With the Grand Slam schedule of 2011 now well and entertainingly underway,the main act remains the Rafael Nadal-Roger Federer rivalry. Past seasons of occasional fragility for both have merely enhanced our fascination with two men whose faceoffs on the court have given mens tennis a golden age thats more than the sum of two great careers.
Athletes measure their greatness by the manner in which they raise their sports profile. And the greats do so in many different ways. Sergei Bubka did so by setting his pole vault records as targets that just had to be surpassed by his future performances. Michael Phelps does so by doing what no one had yet thought possible for a swimmer,along the way igniting debates on human metabolism and physiology. The great cricket Test teams did so by setting new standards the West Indies from the mid-seventies in flamboyant aggression,and then Australia with an American baseball-type professionalism. What,it may be opportune to wonder,could Indian Test cricket manage now? Steffi Graf once did so by winning at a time when an earlier generation of champions was still around,by becoming the first player to take tennis golden slam in a calendar year,and by that proof of perfection,her forehand.

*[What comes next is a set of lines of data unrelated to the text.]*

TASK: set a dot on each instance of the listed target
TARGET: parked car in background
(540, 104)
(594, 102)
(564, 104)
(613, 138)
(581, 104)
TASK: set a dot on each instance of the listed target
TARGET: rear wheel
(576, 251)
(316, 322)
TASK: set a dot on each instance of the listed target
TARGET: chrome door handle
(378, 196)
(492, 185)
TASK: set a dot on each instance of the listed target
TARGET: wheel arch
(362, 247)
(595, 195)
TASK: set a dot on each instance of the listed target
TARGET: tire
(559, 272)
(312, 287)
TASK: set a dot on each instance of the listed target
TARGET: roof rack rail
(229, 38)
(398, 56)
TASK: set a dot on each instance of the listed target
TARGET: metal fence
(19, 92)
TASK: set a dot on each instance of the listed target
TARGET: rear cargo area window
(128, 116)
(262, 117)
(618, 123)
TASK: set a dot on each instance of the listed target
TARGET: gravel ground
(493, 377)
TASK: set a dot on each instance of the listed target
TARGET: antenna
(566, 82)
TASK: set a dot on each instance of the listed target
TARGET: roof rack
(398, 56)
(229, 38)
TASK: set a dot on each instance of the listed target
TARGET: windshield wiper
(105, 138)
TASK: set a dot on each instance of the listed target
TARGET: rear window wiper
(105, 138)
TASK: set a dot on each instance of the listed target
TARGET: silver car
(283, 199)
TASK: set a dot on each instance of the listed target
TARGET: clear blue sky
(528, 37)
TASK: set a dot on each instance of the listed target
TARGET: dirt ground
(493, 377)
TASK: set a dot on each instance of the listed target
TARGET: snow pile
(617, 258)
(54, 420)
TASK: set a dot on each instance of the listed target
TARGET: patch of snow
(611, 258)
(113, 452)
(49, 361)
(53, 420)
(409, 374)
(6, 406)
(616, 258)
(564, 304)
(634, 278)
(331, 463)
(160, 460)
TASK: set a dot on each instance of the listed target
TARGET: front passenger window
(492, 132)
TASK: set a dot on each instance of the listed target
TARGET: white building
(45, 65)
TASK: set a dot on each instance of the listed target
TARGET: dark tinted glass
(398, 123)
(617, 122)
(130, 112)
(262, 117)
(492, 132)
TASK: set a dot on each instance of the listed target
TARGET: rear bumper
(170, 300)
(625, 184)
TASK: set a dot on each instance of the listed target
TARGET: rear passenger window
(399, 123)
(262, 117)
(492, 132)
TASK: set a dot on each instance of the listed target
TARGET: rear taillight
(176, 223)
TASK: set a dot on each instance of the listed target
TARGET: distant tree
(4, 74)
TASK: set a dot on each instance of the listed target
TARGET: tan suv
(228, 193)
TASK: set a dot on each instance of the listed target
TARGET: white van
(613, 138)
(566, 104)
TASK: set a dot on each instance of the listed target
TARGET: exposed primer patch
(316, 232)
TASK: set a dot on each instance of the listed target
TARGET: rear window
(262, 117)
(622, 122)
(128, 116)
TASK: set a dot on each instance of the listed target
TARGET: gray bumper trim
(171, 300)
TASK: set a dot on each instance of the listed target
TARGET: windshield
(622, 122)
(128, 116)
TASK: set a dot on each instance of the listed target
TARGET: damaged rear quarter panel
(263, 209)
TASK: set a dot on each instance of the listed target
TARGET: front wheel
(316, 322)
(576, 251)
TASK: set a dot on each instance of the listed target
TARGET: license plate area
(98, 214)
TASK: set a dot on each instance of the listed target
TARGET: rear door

Federer and Nadal would join that list on the basis of their individual careers. That the careers have overlapped is more than a bonus two styles perfected,it would seem,to better take on the other,and to allow our analysis inordinate elbow-room,projecting on one an innate perfection and on the other an uncommon capacity to chase down every point. It must also be marked as extraordinary that Federer and Nadal have honoured tennis and each other with a striking record of civility and quietness.